Although three quarters of Swiss young people name at least one favourite YouTuber, there are no Swiss people in the upper echelons. This is because their typical stars among YouTubers are male, between twenty and thirty years old and come from the large neighbouring country of their own language region, such as Germany, France and Italy. PewDiePie is the only English speaker to have made it among the most popular YouTubers.
This is shown in the current JAMESfocus report by the ZHAW Media Psychology Group and Swisscom. It looks at the specific media content, such as films, games and YouTubers, that 12- to 19-year-olds in Switzerland prefer to consume.
Why Swiss YouTubers are underrepresented is unclear. "One possibility is that YouTube's algorithms are set to the language region and not to the national borders. In addition, young people consume more news about their stars from neighbouring countries with Bravo & Co.", says ZHAW media psychologist Daniel Süss.
In Switzerland, however, the trend towards "YouTubisation" is also evident in local Swiss media with YouTube channels such as "Youngbulanz" or SRF's "Zwei am Morge". However, the same phenomenon can also be observed in other Swiss cultural formats: There are hardly any Swiss films and games in the top rankings among young people.
Recognition of product placement can be difficult for young people
The most popular YouTubers are in the genres of Comedy and Entertainment, followed by How to & Styles. The most popular genre Comedy is well received regardless of age, gender or region. How to & Styles and People, on the other hand, are preferred by girls in particular. The most popular YouTubers such as BibisBeautyPalace are also exclusively present in these two categories.
The videos are often about parodies, games, pranks, challenges or life hacks. The YouTubers sometimes communicate by singing or rapping instead of using spoken text. With pranks in particular, however, it is not always obvious whether they are real or staged, and whether young people recognise the irony or staged pranks. With product placement, too, it may often not be clear to them where the line is crossed into advertising. "New forms and channels of communication make this distinction difficult. Parents and teachers must therefore help young people to distinguish when something is staged and when it is not," says Michael In Albon, Youth Media Protection Officer at Swisscom.
Popular shooter games and movie series
Film series such as Harry Potter, Fast & Furious, Star Wars and Hunger Games have been the most popular among young people in Switzerland across all film mentions for years. Science fiction/fantasy films are by far the most popular. The action/thriller film genre was named just under half as often by Swiss young people, with dramas and comedies following in third and fourth place. Science fiction and fantasy were combined as a genre, as many of the favourite films named can be assigned to both genres.

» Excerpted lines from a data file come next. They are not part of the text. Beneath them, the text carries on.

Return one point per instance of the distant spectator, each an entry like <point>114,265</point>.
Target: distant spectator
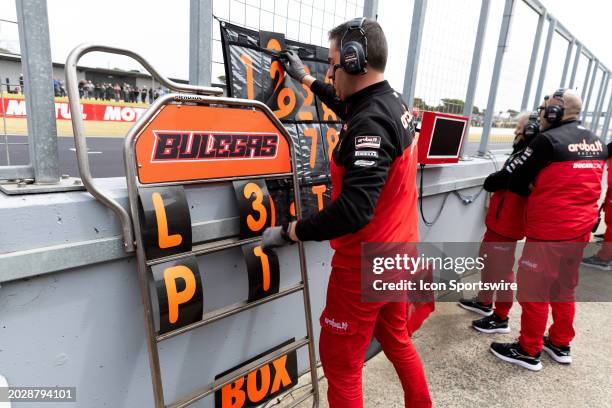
<point>97,91</point>
<point>82,88</point>
<point>56,87</point>
<point>109,91</point>
<point>143,94</point>
<point>117,91</point>
<point>89,89</point>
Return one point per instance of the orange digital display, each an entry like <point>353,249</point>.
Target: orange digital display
<point>187,142</point>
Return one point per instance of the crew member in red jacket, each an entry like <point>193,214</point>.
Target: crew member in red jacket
<point>505,226</point>
<point>373,172</point>
<point>601,260</point>
<point>560,172</point>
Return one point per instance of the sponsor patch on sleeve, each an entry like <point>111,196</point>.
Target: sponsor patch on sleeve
<point>364,163</point>
<point>366,153</point>
<point>367,142</point>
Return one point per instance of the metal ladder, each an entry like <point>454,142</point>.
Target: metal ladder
<point>133,239</point>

When it comes to games, girls and boys differ much more in terms of whether they game at all and have a favourite game than they do in terms of genres. There, the first three games coincide between the sexes, although not in the order: GTA, FIFA and Call of Duty are the three favourite games of gaming boys and girls in Switzerland. The most popular game genre is shooter games, closely followed by sports games and open-world games. In third and fourth place are action-adventure games and racing games.
Age limits for games often not respected
In the case of their favourite films, two thirds of the young people who named one comply with the age rating. The videos of their favourite YouTubers are also age-appropriate for two thirds of young people. In contrast, only one in three teen gamers abide by it. "It amazed me that parents apparently don't take the age limits of games seriously with their children. They are actually always visible on the packaging or in the online shop," says Michael In Albon.

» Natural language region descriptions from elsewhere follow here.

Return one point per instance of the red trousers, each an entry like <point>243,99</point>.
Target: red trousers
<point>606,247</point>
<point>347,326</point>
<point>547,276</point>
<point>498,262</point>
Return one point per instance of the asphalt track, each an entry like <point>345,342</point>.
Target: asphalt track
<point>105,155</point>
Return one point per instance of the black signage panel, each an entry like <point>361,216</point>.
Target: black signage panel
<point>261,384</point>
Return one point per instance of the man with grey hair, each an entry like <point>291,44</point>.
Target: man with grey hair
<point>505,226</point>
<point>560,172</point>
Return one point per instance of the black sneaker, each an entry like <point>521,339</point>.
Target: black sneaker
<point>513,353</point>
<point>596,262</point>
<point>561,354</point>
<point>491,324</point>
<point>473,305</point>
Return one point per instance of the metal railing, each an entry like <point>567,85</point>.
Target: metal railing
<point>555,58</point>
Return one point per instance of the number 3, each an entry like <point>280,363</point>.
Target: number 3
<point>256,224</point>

The gender differences in the age ratings for films and games are striking, as girls adhere to them significantly more than boys. "Presumably, younger girls tend to prefer genres that contain less violence and are therefore rated lower. Or the boys goad each other with having already seen or played something that they would actually be too young for," says Daniel Suess. "Before buying films and video games, parents should therefore check the age ratings and also talk about them with their children."